When the heat and smoke is going to be in contact with the food I suggest that "Lump" charcoal or "pre -burned wood" be used.
Lump charcoal is basically wood that is pre-burned in a low oxygen environment and packaged for sale to us by others. We can also make our own Lump charcoal by heating/burning/charring wood and saving it for later use
Or we can pre-burn wood in another pit or area that is not heating the cooking area and then transfer the coals to the part of the pit (firebox)that does heat the cooking area, as needed. The point of pre-burning wood before adding it to the firebox of the smoker is to stablize the heat, because flames give off alot more heat than coals and are hard to regulate. And then also to help mellow the smoke.
By mellow the smoke I mean that when wood is still in the fresh or flamable stage, there are often alot of nasties given off that can be somewhat unpleasent tasting on the food in large quanities. Creosote, sap vapors or just plain soot tend to build or escape faster when the wood is flaming. This smoke is what gives us the smoke flavor but a little goes along way and the slow thin blue transparent smoke that just kisses the food is what we are after.

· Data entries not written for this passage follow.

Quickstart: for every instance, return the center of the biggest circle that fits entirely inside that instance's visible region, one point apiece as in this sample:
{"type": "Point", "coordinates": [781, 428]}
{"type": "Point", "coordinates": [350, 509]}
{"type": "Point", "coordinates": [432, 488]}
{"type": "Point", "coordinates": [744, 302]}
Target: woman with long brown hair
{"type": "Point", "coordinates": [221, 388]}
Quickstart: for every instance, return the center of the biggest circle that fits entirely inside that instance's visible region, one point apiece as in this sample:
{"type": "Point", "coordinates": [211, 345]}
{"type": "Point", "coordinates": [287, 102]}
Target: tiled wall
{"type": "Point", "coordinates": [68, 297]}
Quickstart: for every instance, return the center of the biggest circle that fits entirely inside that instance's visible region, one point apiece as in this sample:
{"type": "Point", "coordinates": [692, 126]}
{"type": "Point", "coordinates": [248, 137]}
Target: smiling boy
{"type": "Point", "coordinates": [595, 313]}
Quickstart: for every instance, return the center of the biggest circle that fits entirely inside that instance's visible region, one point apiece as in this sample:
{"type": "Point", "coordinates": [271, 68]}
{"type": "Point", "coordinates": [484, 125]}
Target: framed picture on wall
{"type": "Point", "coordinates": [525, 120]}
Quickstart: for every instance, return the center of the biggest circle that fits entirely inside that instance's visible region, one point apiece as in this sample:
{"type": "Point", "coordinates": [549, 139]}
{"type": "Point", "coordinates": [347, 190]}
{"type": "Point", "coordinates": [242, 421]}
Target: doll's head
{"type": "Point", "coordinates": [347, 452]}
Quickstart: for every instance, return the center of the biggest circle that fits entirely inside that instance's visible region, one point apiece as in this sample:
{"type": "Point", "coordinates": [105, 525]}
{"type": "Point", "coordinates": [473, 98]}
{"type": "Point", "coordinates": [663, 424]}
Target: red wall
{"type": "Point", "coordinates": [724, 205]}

Nice thin blue smoke comes best from a nice even bed of coals. Smoke billowing out thick and heavy from green wood or too much uncharred wood, even dry and seasoned, tends to leave a bitter taste on the food.
As for charcoal briquets, I love them. But not for direct food contact. They are great for long stable temps when cooking in a dutch oven but most folks like myself can taste the fillers, binders and even coal that the briquets are made out of. Some brands are better than others at heat and burn rates. And many folks don't seem to mind the taste but for me, not the perfferred fuel for direct heating of the food.
Now, all of the above being said. Depending on how you are heating your pit, you may be adding some wood chunks for the smoke flavor. Traditionally a pit would be fueled by the local hardwood like Hickory, Maple, Pecan or what have you depending on region and the smoke of this fuel is the smoke flavor that you get on your food. But we also have the option of adding different types of wood smoke flavor by adding different "smoking wood" to the fire. Charcoal and pre-burned wood do give flavor to the food but remember that we kind of took away some of its smoke strength by charring it and pre-butning it. Adding exotic unburned wood chunks to the fire will add these smoke flavors to the food being cooked along with the flavor of the fuel wood.